My big house clean-out is mostly done. One major task remains. Closets. I still have several closets filled with my wife’s clothes. Dresses, sweaters, skirts, shoes. What do I make of all these clothes?

Image by Midjourney
When the clothes go, it feels like goodbye. Everything else felt easy, in comparison. My sorting algorithm went like this: Photos and letters, keep them. Work notes and textbooks, out they go. Sentimental, keep. Mundane, toss. But clothes are in a special category. When I see this red dress with the small spiral patch, I see my wife before me, wearing it. She is elegant. We are getting ready for a night out. The sitter has arrived, and my wife is leaning in close to the bathroom mirror as she puts on mascara. Always a multi-tasker, she calls out to me: Look up parking near the theater! And check the traffic on Google Maps.
When the red dress leaves, that image, that much of my working memory, starts to unravel. It is a slow, subdued ripping sound in the center of my head.
At the same time, I don’t want to hold on to these things forever. The nice thing about these clothes is that they can still do somebody else good. They can live again. I want them to be out there in the world making someone else sparkle just as my wife did when she wore that long blue dress. Someone else should have a night like the one this outfit calls to mind. It makes me happy to picture these things re-animated, no longer dangling unseen in a dark closet. It’s time to donate them and hope they make somebody somewhere a little happier.
But it’s taken me a while to get around to it. One of the things that makes me hesitate is that, should my wife walk back in the door tomorrow, this is the one thing that would really annoy her.
“Welcome back,” I would say, “I missed you!”

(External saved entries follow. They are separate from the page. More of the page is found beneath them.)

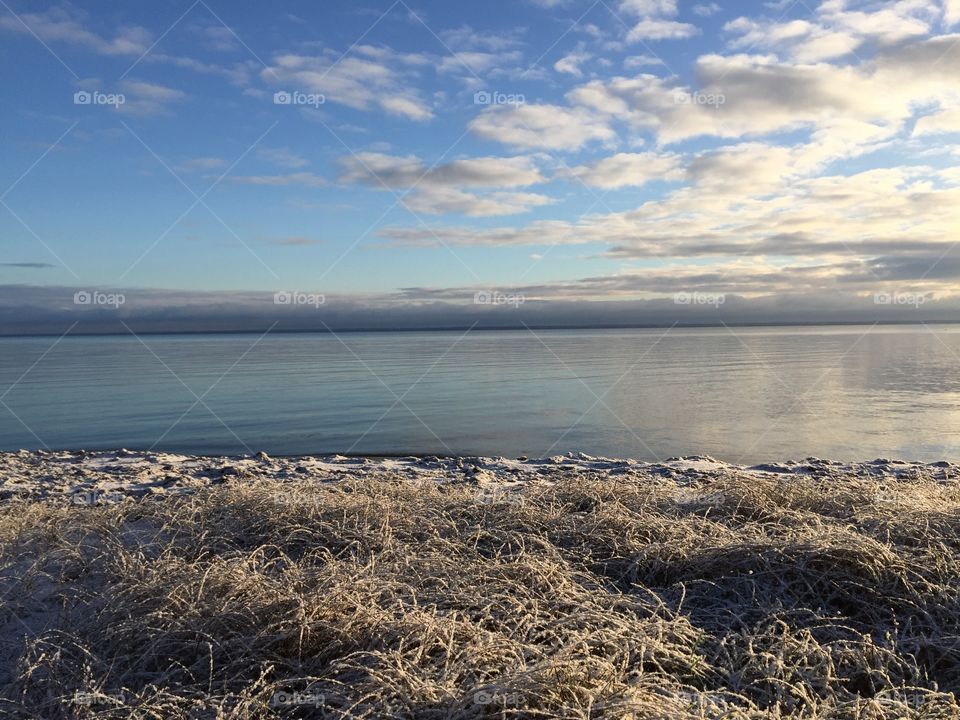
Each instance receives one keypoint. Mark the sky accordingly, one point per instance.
(216, 165)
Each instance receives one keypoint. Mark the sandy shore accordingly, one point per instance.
(167, 586)
(98, 477)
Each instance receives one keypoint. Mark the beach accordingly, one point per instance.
(160, 585)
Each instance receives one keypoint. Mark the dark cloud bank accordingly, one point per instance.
(29, 310)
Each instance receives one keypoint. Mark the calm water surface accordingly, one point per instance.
(743, 395)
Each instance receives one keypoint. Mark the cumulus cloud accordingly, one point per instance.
(63, 24)
(627, 169)
(369, 78)
(545, 127)
(300, 178)
(448, 188)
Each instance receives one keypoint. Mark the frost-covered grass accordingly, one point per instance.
(597, 596)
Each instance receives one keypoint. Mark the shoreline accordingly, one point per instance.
(159, 585)
(113, 475)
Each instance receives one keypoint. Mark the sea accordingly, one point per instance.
(742, 395)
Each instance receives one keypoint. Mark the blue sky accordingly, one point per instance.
(618, 150)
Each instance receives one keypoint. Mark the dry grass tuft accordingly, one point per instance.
(626, 596)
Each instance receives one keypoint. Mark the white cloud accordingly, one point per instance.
(951, 12)
(570, 63)
(835, 31)
(546, 127)
(448, 201)
(302, 178)
(378, 78)
(647, 8)
(627, 169)
(635, 62)
(143, 98)
(377, 169)
(61, 24)
(939, 123)
(442, 189)
(657, 29)
(282, 157)
(706, 9)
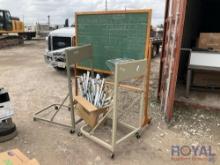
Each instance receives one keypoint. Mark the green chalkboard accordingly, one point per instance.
(113, 35)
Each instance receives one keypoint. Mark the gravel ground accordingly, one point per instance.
(33, 85)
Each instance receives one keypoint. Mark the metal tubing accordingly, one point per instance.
(127, 136)
(60, 106)
(49, 121)
(71, 95)
(114, 116)
(96, 139)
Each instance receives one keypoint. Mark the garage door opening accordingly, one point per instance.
(200, 53)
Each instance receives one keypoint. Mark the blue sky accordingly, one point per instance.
(37, 10)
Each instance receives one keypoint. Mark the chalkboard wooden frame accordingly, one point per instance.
(147, 11)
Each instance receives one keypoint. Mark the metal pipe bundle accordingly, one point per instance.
(93, 89)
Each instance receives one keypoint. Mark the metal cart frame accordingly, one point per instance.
(123, 71)
(74, 56)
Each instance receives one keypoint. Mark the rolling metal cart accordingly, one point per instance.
(123, 70)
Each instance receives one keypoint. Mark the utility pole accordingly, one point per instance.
(48, 20)
(106, 5)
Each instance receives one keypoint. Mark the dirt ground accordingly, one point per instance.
(33, 85)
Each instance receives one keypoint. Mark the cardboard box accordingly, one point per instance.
(16, 157)
(209, 41)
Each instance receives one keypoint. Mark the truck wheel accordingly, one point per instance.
(7, 131)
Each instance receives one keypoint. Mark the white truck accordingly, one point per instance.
(57, 40)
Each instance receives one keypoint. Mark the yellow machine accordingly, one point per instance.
(12, 31)
(10, 24)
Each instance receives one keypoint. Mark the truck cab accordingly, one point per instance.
(57, 41)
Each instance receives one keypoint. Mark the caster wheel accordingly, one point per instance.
(72, 131)
(79, 134)
(138, 136)
(112, 156)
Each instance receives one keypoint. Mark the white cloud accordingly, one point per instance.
(37, 10)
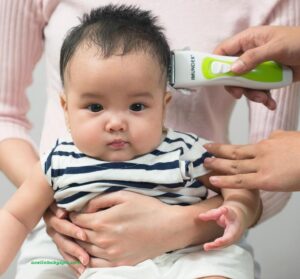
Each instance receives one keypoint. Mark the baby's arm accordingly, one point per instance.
(241, 209)
(21, 213)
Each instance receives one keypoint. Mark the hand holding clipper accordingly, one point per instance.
(190, 69)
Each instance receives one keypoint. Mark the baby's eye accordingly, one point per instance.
(137, 107)
(95, 107)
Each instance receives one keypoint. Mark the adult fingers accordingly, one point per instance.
(229, 151)
(70, 247)
(226, 166)
(238, 181)
(251, 58)
(57, 211)
(96, 251)
(63, 226)
(253, 95)
(76, 266)
(103, 202)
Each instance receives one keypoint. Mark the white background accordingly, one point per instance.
(276, 242)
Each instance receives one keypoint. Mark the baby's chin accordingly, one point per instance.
(117, 157)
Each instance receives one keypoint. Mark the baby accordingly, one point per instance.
(114, 68)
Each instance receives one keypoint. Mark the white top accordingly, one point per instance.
(168, 172)
(30, 27)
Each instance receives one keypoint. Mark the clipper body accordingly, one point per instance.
(190, 69)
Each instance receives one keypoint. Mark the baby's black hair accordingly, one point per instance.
(118, 29)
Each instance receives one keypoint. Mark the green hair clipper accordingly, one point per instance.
(190, 69)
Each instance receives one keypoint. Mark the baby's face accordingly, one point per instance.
(114, 107)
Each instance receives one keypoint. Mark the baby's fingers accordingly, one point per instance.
(219, 243)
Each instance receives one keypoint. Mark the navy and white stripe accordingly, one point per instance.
(169, 172)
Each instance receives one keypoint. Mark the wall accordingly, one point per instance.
(275, 242)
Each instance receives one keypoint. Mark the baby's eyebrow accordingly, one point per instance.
(142, 94)
(91, 95)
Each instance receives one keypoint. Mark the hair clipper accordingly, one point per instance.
(190, 69)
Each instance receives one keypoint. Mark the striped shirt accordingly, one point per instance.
(168, 173)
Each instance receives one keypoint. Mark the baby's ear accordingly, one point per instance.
(64, 105)
(167, 97)
(63, 100)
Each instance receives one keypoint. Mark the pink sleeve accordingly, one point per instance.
(263, 121)
(21, 46)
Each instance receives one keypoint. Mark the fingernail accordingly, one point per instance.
(60, 214)
(258, 99)
(214, 179)
(238, 66)
(208, 160)
(81, 259)
(80, 235)
(81, 269)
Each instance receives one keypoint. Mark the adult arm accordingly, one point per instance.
(272, 164)
(285, 117)
(20, 48)
(21, 213)
(258, 44)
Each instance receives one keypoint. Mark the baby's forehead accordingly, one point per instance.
(90, 50)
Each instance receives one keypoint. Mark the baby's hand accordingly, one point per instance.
(229, 217)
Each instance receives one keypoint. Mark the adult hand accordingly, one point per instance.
(272, 164)
(125, 228)
(259, 44)
(63, 233)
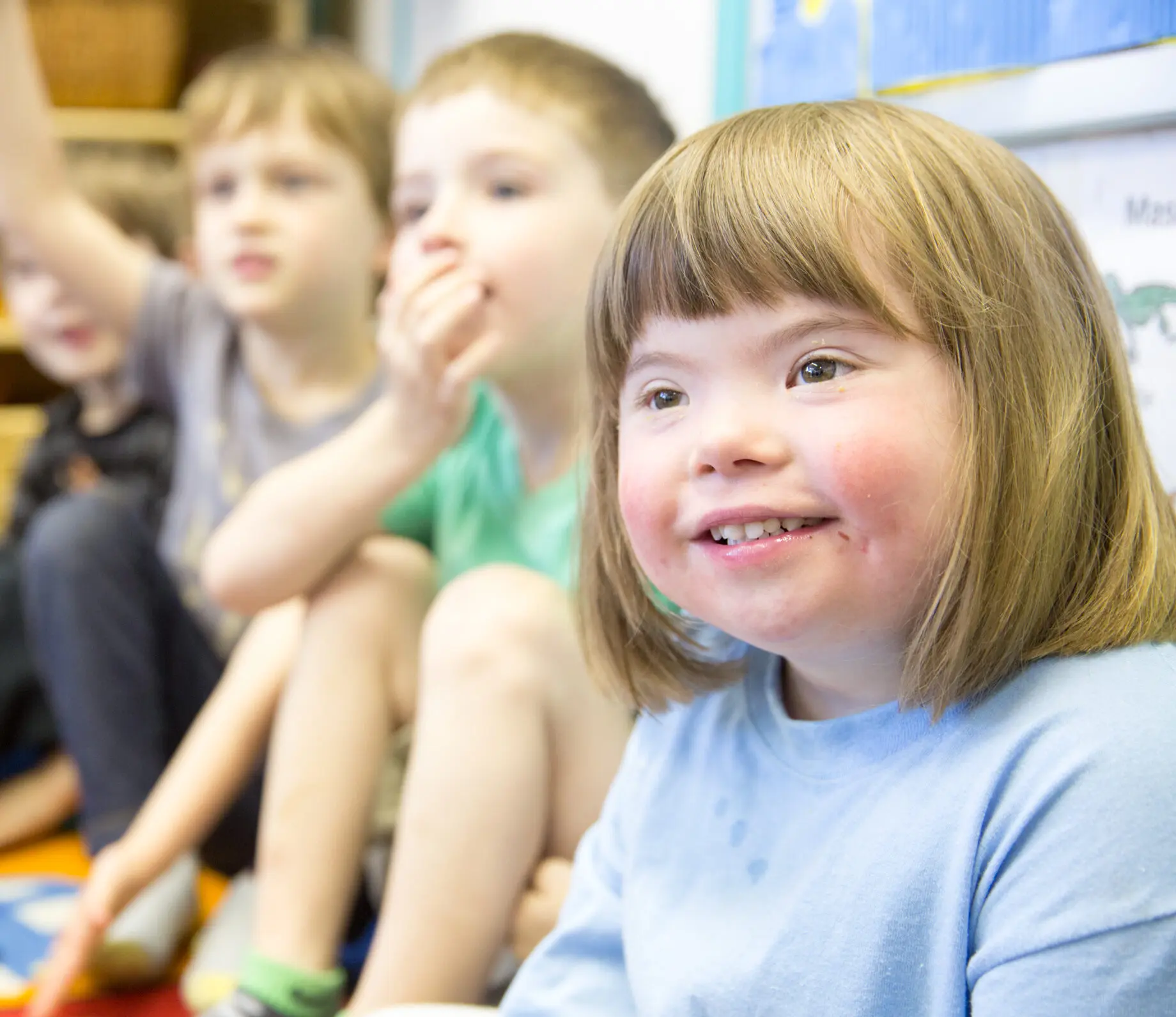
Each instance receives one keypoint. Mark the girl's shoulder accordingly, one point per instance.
(1117, 689)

“I missed you too!” she would reply. And then… “Wait! what did you do with my clothes? Now what am I supposed to wear?”
“I’m sorry, sweetie.”
I think you can see the importance of this consideration. Nevertheless, when pressed, this is what my poor brain offers up as resistance. Some milestones are easy, some are hard. This one caught me in the shin.

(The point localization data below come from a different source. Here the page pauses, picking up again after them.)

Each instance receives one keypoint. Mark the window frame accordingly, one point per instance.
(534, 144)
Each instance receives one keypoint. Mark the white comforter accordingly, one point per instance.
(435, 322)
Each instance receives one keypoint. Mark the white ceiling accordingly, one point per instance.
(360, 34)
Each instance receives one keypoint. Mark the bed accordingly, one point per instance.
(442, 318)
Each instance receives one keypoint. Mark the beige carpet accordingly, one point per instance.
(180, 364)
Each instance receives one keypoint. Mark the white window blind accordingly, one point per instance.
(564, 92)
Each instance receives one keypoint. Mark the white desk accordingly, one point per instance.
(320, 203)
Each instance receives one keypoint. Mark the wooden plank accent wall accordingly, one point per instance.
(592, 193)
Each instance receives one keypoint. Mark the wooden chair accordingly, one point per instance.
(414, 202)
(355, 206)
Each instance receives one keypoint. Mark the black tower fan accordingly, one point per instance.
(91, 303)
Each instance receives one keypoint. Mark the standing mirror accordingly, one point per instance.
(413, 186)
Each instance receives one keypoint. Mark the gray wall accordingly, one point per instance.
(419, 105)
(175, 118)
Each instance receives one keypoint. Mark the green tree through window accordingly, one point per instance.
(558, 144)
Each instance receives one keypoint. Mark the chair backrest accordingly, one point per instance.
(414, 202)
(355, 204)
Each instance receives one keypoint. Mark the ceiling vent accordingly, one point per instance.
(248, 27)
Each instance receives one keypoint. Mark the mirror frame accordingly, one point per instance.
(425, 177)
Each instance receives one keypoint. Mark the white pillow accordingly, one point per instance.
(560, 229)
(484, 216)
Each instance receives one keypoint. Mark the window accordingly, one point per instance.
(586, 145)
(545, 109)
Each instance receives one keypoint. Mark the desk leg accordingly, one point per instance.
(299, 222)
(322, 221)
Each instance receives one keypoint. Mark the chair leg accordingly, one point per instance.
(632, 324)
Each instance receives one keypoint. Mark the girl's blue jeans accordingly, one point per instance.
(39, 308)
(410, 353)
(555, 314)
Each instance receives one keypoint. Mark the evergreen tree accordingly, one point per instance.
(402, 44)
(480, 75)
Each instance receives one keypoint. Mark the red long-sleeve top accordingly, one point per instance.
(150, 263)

I can’t escape the feeling that these clothes, which in a literal sense embodied my wife, still contain something, still house a motive force. They were closer to her person than anything else in the house. When she danced, they danced. They expressed her taste and knew her form, even as it changed. They knew when she was getting thin. So thin. They understood. And they stood by her. With her. On her.
Clothes cling to us, but it does no good to cling to clothes. It’s time. Still, the emptiness is painful to contemplate. I’m afraid she won’t come back now. She won’t. Goodbye, red dress. Goodbye, my love. Goodbye.